Drug | Reason for Caution |
---|---|
Phenytoin (PHT) | Strong enzyme inducer, narrow therapeutic window |
Carbamazepine (CBZ) | Induces CYP450 enzymes, may reduce chemo efficacy |
Phenobarbital (PB) | Sedating, induces hepatic enzymes |
Oxcarbazepine (OXC) | Milder inducer, but still some interaction potential |
💊 Prophylactic AED Use in Brain Tumor Patients
- Not recommended routinely in patients without seizures (Class I evidence)
- May be considered in perioperative period for high-risk tumors (e.g., cortical involvement, gliomas)
🧪 Drug Interactions with Chemotherapy
LEV
,LCM
,LTG
,BRV
are generally safe choices for patients undergoing chemotherapy or radiotherapy.
🔍 Special Considerations
- Cognitive impact: Prefer drugs with fewer cognitive side effects (e.g., avoid topiramate)
- Mood effects: Avoid LEV or PER if the patient has a history of psychiatric illness
- Tumor histology: VPA has shown *anti-tumoral effects* in glioblastoma models, though not routinely used for that purpose
Two first-line antiseizure medications (ASMs) for BTRE include levetiracetam (LEV) and valproic acid (VPA). The use of VPA has decreased because of a broader side effect profile, potential interaction with chemotherapeutic drugs, and availability of newer generation agents. In refractory BTRE, LEV and VPA may be prescribed together to enhance seizure control. VPA and LEV have gained attention for their purported antineoplastic effects and synergistic role with temozolomide. VPA is suggested to modulate anticancer activity in vitro through multiple mechanisms. In addition, retrospective studies indicate increased overall survival in patients with epileptogenic HGGs who are managed with LEV or VPA rather than other ASMs. However, these studies have numerous limitations. It is also reported that patients with glioma and a seizure history have a longer survival. This extended survival, if one exists, may be only observed in certain gliomas with corresponding patient characteristics 3)
Discussion
The findings of this systematic review support the current clinical preference for newer-generation ASMs in the management of brain tumor-related epilepsy. Levetiracetam emerges as the most frequently prescribed and well-studied agent due to its broad efficacy, minimal interaction potential, and ease of use. Its primary drawback remains the risk of mood or behavioral disturbances, especially in patients with underlying psychiatric conditions. In such cases, alternatives like brivaracetam or lacosamide may offer comparable seizure control with improved tolerability.

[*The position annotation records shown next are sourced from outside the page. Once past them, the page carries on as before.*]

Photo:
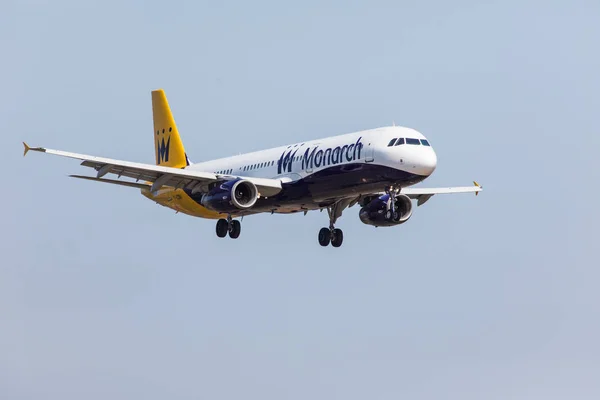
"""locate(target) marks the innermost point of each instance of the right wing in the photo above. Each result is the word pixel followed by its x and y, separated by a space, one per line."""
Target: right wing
pixel 158 176
pixel 424 194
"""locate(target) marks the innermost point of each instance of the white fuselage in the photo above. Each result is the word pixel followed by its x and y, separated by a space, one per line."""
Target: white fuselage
pixel 372 149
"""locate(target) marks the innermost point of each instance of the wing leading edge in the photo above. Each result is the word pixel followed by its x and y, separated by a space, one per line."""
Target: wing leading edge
pixel 197 181
pixel 424 194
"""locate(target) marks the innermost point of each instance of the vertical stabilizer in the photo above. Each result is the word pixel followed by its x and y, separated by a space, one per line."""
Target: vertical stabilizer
pixel 169 149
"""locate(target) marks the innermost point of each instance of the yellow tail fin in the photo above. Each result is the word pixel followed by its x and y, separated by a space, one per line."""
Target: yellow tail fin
pixel 167 143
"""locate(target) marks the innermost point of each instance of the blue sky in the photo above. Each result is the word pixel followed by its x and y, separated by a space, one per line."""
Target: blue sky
pixel 106 294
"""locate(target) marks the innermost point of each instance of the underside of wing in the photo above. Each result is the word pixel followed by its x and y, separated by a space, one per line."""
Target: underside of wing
pixel 157 176
pixel 424 194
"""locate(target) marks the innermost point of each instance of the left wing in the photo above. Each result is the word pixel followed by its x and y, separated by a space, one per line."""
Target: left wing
pixel 422 195
pixel 158 176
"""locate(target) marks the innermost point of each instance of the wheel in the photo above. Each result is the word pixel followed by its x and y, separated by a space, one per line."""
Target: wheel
pixel 388 215
pixel 235 229
pixel 337 237
pixel 222 227
pixel 324 236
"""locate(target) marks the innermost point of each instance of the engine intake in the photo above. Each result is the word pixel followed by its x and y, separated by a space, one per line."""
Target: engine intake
pixel 231 196
pixel 375 211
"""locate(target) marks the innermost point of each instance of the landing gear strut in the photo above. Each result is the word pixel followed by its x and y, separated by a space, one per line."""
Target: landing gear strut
pixel 391 213
pixel 332 234
pixel 231 226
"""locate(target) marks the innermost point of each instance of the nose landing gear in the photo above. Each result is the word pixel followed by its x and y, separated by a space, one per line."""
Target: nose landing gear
pixel 333 235
pixel 391 213
pixel 231 226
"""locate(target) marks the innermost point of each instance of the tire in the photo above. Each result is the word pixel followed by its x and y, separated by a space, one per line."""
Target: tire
pixel 222 228
pixel 338 238
pixel 236 229
pixel 324 237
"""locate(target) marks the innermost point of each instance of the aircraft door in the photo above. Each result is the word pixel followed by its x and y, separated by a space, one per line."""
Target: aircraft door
pixel 370 152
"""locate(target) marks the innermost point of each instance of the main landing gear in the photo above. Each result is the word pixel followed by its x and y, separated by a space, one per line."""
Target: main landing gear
pixel 231 226
pixel 333 235
pixel 391 213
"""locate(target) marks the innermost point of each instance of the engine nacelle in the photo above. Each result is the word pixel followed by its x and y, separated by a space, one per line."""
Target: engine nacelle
pixel 374 212
pixel 231 196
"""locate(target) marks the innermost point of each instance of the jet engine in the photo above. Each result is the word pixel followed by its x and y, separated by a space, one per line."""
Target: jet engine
pixel 376 211
pixel 231 196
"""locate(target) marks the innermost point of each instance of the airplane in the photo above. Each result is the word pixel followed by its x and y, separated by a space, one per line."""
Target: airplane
pixel 373 168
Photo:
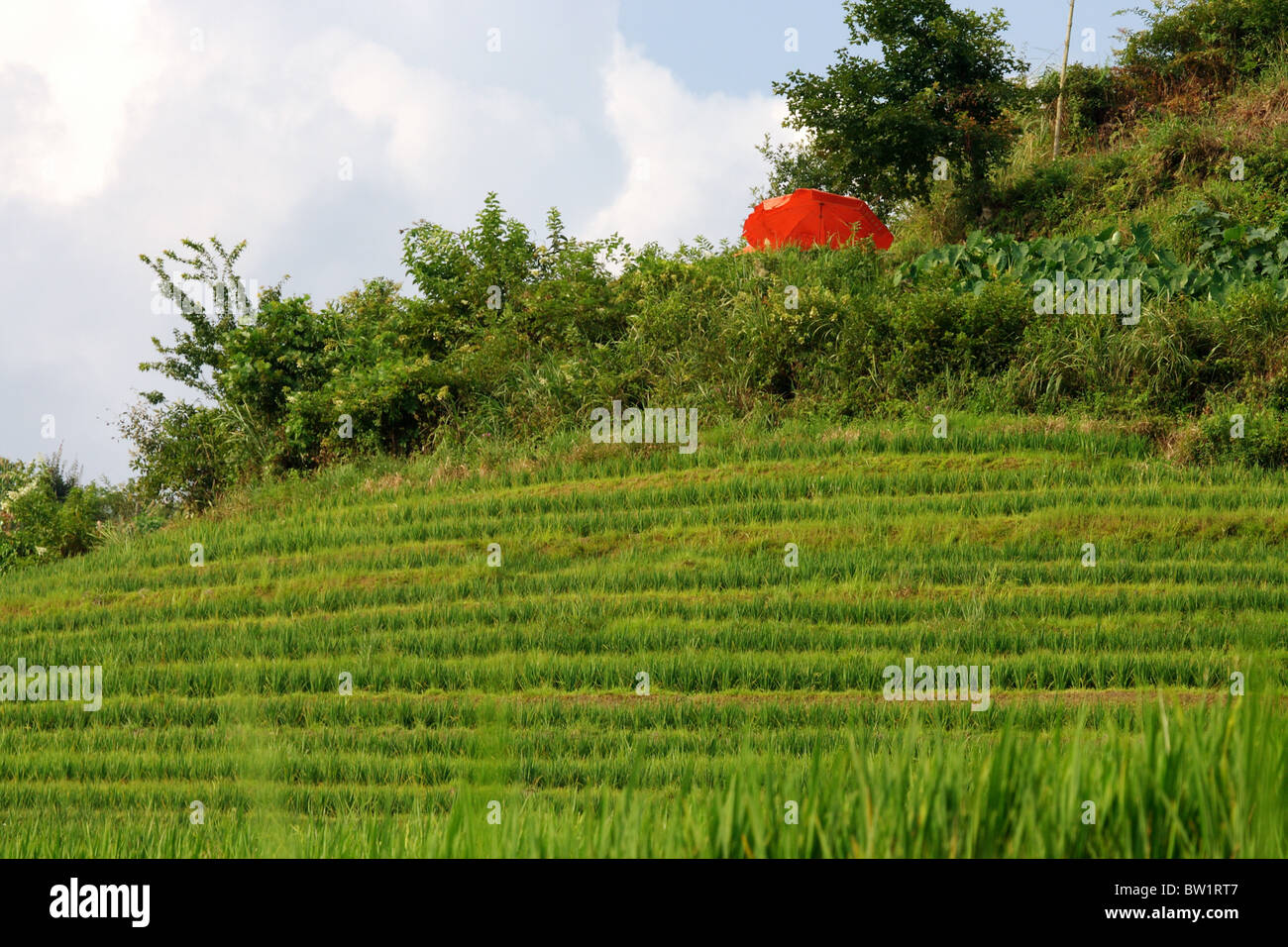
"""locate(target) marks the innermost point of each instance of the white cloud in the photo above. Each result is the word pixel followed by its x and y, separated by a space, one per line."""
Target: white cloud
pixel 68 73
pixel 690 159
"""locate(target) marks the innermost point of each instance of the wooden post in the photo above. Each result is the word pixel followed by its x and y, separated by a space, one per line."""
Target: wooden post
pixel 1059 99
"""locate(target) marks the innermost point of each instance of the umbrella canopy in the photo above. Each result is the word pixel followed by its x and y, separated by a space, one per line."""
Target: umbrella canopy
pixel 806 217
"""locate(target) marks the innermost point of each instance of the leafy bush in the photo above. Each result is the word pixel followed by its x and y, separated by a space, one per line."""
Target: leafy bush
pixel 1210 42
pixel 46 512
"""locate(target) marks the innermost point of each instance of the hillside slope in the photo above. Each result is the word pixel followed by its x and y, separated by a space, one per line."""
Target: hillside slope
pixel 510 690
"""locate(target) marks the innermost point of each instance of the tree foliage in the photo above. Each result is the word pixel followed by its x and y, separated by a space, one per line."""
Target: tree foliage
pixel 874 128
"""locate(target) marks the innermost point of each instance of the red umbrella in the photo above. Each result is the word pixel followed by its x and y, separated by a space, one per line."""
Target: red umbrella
pixel 807 217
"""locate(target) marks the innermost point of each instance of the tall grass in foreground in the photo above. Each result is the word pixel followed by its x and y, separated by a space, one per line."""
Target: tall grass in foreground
pixel 1205 781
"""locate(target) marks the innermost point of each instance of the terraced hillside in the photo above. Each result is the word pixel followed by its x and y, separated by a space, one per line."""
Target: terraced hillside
pixel 493 709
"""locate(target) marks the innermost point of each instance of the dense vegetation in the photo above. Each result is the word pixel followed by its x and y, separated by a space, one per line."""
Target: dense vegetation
pixel 502 337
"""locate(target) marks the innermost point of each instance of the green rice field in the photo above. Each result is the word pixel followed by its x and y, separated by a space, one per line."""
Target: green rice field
pixel 498 710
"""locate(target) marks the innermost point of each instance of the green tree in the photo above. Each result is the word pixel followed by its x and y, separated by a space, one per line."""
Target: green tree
pixel 874 128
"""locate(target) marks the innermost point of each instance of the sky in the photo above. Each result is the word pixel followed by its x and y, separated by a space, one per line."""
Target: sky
pixel 314 132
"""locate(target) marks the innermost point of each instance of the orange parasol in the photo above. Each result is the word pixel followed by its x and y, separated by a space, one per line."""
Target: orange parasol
pixel 806 217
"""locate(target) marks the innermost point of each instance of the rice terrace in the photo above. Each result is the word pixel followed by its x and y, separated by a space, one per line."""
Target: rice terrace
pixel 970 543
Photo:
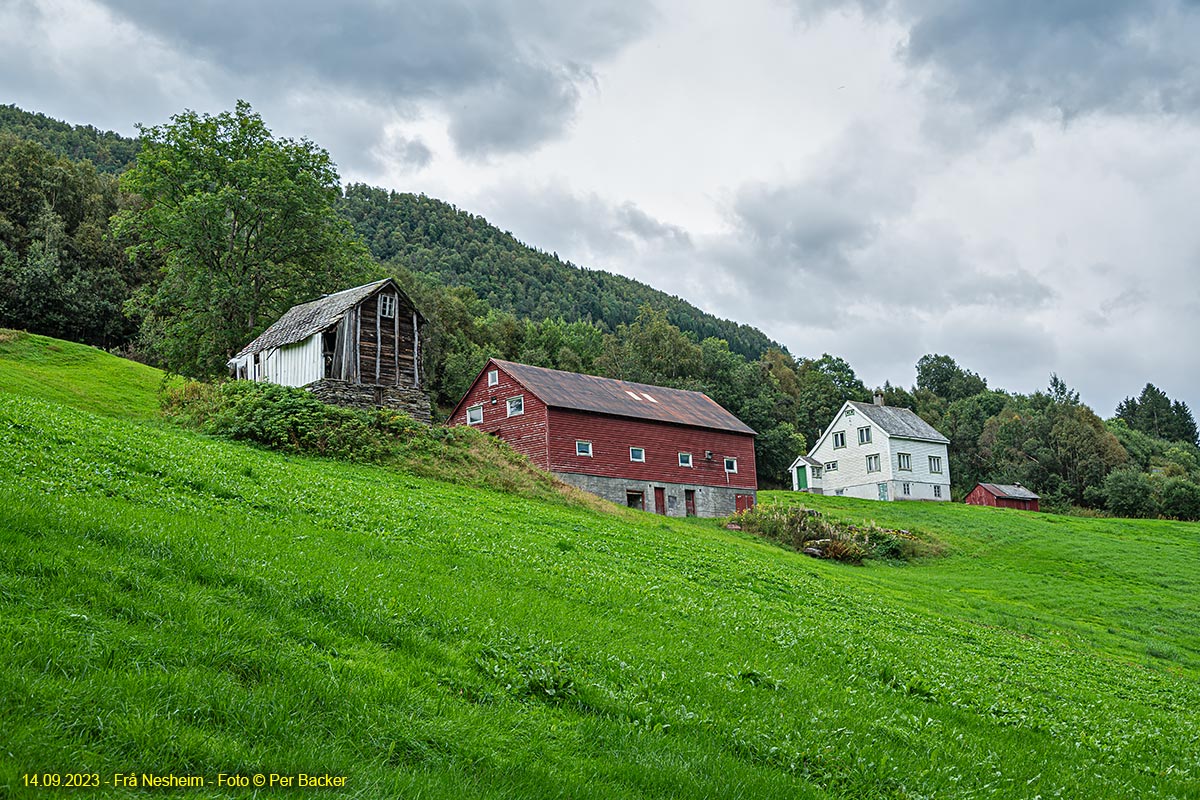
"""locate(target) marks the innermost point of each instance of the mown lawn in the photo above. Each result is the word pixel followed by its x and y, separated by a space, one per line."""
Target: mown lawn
pixel 181 605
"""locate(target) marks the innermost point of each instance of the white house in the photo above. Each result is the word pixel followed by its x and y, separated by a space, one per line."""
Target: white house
pixel 882 452
pixel 807 475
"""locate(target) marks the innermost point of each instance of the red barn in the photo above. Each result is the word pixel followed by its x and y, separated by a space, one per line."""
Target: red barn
pixel 1003 495
pixel 665 450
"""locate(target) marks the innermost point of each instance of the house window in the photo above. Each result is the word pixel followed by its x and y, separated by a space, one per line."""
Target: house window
pixel 388 306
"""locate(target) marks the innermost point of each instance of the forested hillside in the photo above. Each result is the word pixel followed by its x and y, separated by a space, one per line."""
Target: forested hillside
pixel 429 236
pixel 108 151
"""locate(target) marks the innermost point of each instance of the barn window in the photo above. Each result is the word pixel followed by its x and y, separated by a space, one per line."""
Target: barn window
pixel 388 306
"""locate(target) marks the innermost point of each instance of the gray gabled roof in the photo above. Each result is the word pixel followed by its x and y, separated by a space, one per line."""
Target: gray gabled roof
pixel 301 322
pixel 583 392
pixel 900 422
pixel 1011 491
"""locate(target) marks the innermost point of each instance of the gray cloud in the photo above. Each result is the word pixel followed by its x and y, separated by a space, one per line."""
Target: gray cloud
pixel 1072 58
pixel 508 76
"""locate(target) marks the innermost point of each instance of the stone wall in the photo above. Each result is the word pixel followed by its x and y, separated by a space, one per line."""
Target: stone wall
pixel 711 500
pixel 413 402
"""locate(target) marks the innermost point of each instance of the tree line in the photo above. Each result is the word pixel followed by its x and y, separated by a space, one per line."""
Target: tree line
pixel 219 227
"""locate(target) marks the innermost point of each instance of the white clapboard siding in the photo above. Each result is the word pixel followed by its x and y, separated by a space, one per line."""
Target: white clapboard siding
pixel 294 365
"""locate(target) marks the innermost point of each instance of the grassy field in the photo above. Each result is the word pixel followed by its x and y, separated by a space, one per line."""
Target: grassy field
pixel 184 606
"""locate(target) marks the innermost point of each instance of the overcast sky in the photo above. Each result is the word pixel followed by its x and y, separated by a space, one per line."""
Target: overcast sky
pixel 1013 184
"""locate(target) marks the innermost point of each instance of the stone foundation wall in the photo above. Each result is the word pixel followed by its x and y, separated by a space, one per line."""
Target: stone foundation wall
pixel 711 500
pixel 413 402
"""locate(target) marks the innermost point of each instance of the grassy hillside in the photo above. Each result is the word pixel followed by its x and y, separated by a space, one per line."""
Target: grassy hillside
pixel 187 606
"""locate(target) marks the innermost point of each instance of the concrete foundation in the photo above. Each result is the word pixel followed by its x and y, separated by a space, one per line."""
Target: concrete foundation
pixel 412 401
pixel 709 500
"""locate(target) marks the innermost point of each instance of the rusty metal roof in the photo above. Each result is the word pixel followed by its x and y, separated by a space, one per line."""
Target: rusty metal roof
pixel 582 392
pixel 301 322
pixel 1011 491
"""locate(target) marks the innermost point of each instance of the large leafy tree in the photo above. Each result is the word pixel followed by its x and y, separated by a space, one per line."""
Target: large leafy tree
pixel 245 226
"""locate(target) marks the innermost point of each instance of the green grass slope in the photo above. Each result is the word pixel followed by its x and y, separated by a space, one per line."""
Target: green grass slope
pixel 185 606
pixel 77 374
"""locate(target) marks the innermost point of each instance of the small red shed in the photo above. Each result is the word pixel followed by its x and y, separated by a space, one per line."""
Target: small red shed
pixel 665 450
pixel 1003 495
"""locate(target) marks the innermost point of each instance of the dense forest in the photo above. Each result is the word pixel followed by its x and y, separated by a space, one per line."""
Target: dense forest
pixel 215 227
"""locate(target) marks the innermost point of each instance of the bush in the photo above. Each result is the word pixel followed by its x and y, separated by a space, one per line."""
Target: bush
pixel 1180 499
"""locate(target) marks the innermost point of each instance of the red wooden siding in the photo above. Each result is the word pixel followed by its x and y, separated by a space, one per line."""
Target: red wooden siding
pixel 526 433
pixel 611 438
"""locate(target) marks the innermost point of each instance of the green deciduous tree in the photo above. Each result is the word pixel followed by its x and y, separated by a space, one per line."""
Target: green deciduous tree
pixel 245 224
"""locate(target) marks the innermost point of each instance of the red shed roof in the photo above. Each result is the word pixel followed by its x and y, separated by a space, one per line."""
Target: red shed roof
pixel 623 397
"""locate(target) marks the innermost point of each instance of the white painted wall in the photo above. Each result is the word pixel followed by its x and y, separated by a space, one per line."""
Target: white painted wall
pixel 293 365
pixel 851 477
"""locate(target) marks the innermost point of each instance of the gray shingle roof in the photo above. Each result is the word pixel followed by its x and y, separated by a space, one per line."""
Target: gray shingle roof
pixel 1009 491
pixel 609 396
pixel 301 322
pixel 898 421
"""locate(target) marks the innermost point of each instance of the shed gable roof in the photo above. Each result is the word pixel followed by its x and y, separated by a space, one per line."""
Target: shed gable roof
pixel 1011 491
pixel 580 392
pixel 301 322
pixel 898 421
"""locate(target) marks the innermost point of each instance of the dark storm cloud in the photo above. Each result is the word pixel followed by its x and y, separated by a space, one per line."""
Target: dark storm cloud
pixel 507 74
pixel 1072 56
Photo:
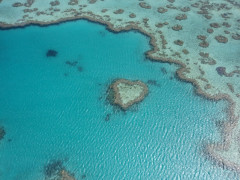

Valproic acid remains a topic of clinical interest due to its reported anti-tumor properties, particularly in glioblastoma. While some retrospective data suggest improved survival in patients treated with VPA or LEV, the evidence is not robust enough to support routine use of VPA solely for its antineoplastic potential. Its safety profile, including hepatotoxicity and hematologic toxicity, requires careful monitoring.
Enzyme-inducing ASMs such as phenytoin, carbamazepine, and phenobarbital should be avoided in BTRE patients undergoing chemotherapy due to their negative impact on drug metabolism and potential to reduce oncologic treatment efficacy. Their continued use in some regions may reflect inertia in practice patterns rather than current evidence-based guidance.
Special considerations such as renal function, cognitive status, and psychiatric history should guide ASM selection. For elderly patients, cognitive-friendly options like lamotrigine or zonisamide (with dose adjustment) may be preferred. In patients with treatment-resistant BTRE, dual therapy (e.g., LEV + VPA) may be trialed cautiously, though data on this approach are limited.
Overall, ASM selection in BTRE should be individualized based on seizure burden, tumor type, treatment regimen, and patient comorbidities. Further prospective trials are needed to compare the long-term efficacy and safety of commonly used ASMs and to better understand their potential influence on tumor progression and patient survival.